Streams
Record Stream
A
RecordStream is a
Stream<Record> - a stream of
Record instances. All operations defined in the Java
8
Stream interface are supported for
RecordStream. Obtained using the
DatasetReader.records() method, a
RecordStream is the primary means of performing a
query against a TCStore
Dataset.
As with a
java.util.stream.Stream, a
RecordStream may be used only once. Unlike a Java
Stream, a
RecordStream closes itself when the stream is fully
consumed through a terminal operation other than
iterator or
spliterator. (Even so, it is good practice to close
a
RecordStream using a try-with-resources block or
RecordStream.close.) There are no provisions for
concatenating two
RecordStream instances while retaining
RecordStream capabilities.
Most
RecordStream intermediate operations return a
RecordStream.

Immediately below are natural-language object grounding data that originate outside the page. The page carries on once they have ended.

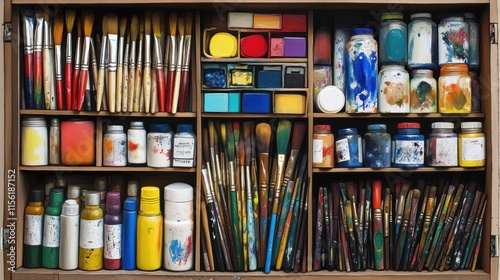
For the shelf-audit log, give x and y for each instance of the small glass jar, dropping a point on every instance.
(471, 145)
(323, 151)
(115, 146)
(394, 89)
(393, 39)
(349, 148)
(423, 92)
(408, 146)
(443, 149)
(454, 89)
(377, 146)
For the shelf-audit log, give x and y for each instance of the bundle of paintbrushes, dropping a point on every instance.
(255, 191)
(364, 225)
(135, 70)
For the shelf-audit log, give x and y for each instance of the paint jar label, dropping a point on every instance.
(33, 229)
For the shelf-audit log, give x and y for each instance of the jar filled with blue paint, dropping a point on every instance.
(377, 146)
(408, 146)
(393, 39)
(349, 148)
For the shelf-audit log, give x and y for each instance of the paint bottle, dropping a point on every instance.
(91, 250)
(33, 228)
(423, 92)
(129, 231)
(377, 146)
(471, 145)
(149, 230)
(70, 228)
(159, 145)
(184, 147)
(393, 89)
(115, 146)
(443, 150)
(393, 39)
(34, 142)
(112, 231)
(349, 148)
(179, 224)
(136, 137)
(361, 72)
(51, 229)
(408, 146)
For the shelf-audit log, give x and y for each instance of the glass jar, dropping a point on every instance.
(408, 146)
(349, 148)
(423, 92)
(394, 89)
(471, 145)
(361, 72)
(454, 89)
(453, 40)
(422, 42)
(377, 147)
(443, 145)
(393, 39)
(115, 146)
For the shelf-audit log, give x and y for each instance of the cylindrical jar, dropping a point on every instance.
(394, 89)
(393, 39)
(377, 146)
(159, 145)
(408, 146)
(471, 145)
(323, 150)
(349, 148)
(361, 60)
(115, 146)
(453, 40)
(179, 224)
(34, 147)
(136, 137)
(443, 150)
(423, 92)
(454, 89)
(422, 42)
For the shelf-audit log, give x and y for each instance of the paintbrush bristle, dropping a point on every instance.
(283, 135)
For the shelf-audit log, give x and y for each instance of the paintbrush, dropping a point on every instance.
(283, 135)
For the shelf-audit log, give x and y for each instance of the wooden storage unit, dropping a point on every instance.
(490, 114)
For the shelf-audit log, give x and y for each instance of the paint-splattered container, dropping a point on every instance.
(179, 224)
(361, 72)
(408, 146)
(394, 89)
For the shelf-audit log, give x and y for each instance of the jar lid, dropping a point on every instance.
(408, 125)
(178, 192)
(471, 125)
(330, 99)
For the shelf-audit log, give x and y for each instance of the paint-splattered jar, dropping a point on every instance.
(422, 42)
(443, 149)
(178, 227)
(136, 137)
(377, 146)
(454, 89)
(115, 146)
(361, 72)
(34, 147)
(393, 39)
(453, 40)
(349, 148)
(423, 92)
(408, 146)
(394, 89)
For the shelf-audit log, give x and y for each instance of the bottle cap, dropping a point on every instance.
(178, 192)
(70, 208)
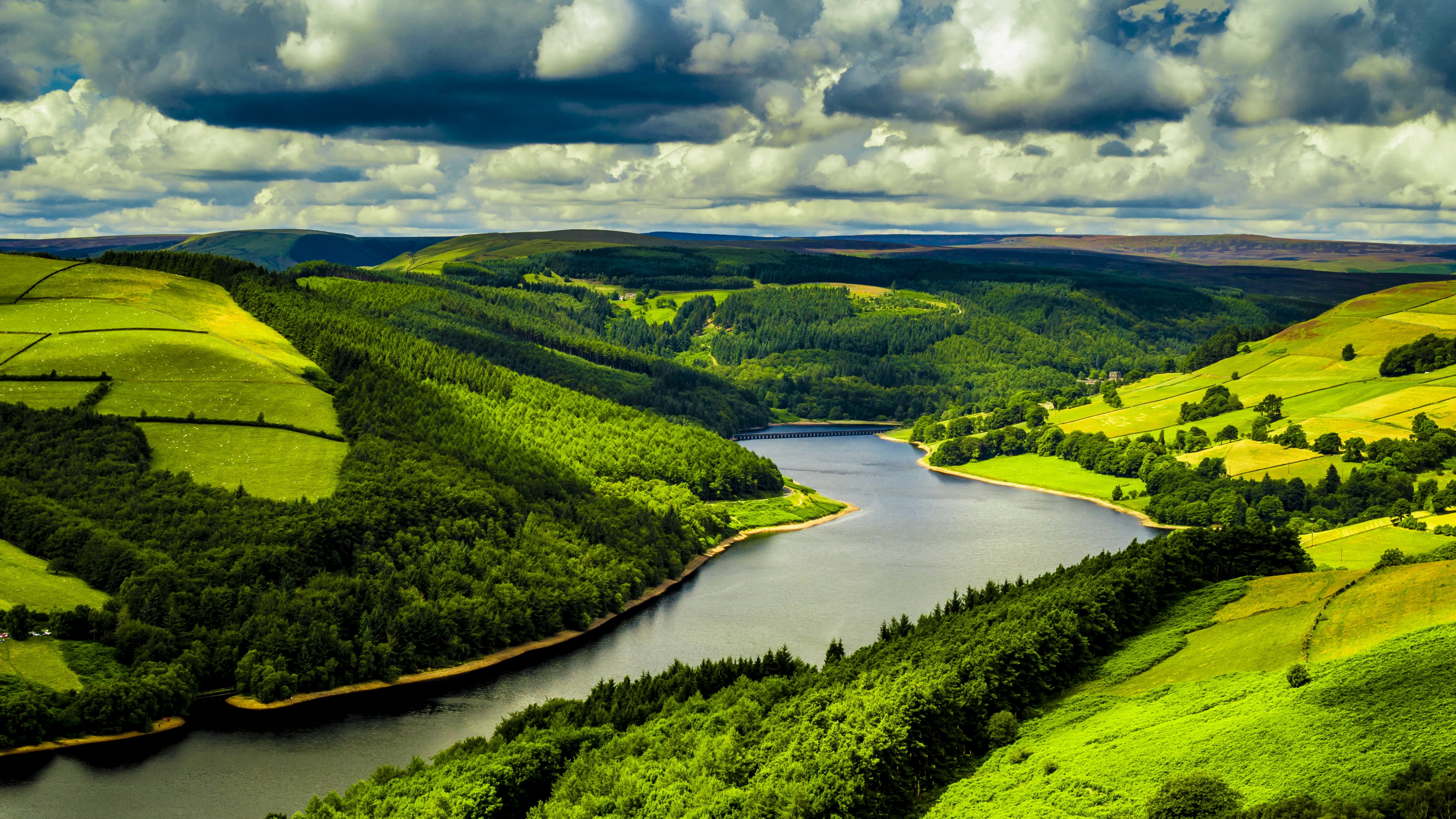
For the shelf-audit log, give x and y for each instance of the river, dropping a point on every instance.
(918, 537)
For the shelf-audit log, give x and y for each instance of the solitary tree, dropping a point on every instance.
(19, 621)
(1355, 451)
(1272, 407)
(835, 653)
(1261, 429)
(1329, 444)
(1002, 729)
(1298, 675)
(1193, 796)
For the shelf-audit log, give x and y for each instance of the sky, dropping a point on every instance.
(1312, 119)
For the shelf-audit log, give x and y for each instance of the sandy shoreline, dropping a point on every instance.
(164, 725)
(560, 639)
(1097, 500)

However, operations which perform a
transformation on a stream element may return a
Stream<Record> which is
not a
RecordStream. For example,
map(identity()) returns a
Stream<Record> which is not a
RecordStream.
RecordStream, in addition to being composed of
intermediate and terminal operations (as described in the Java 8 package
java.util.stream), is comprised of a server-side and
a client-side pipeline segment. Every
RecordStream originates in the server. As each
operation is added during pipeline construction, an evaluation is made if the
operation and its arguments can be run in the server (extending the server-side
pipeline) - many pipeline operations can be run in the server. The first
operation which cannot be run in the server begins the client-side pipeline. A
stream pipeline may have both server-side and client-side pipeline segments,
only a server-side segment, or only a client-side segment (other than the
stream source). Each
Record or element passing through the stream
pipeline is processed first by the server-side pipeline segment (if any) and is
then passed to the client-side pipeline segment (if the client-side pipeline
segment exists) to complete processing.
The following code creates a
RecordStream and performs few operations on the
records of the stream:
long numMaleEmployees = employeeReader.records() // <1>
.filter(GENDER.value().is('M')) // <2>
.count(); // <3>
| 1 | The
DatasetReader.record() method returns a
RecordStream delivering
Record instances from the
Dataset referred to by the
DatasetReader.
|
| 2 |
Stream intermediate
operations on a
RecordStream return a stream whose type is
determined by the operation and its parameters. In this example, filter
provides a
RecordStream.
|
| 3 | A
Stream terminal operation on
RecordStream produces a value or a
side-effect. In this case,
count returns the number of
Record instances passing the
filter above.
|
Additional operations supported On RecordStream
Optional<Record<Integer>> record = employeeReader.records()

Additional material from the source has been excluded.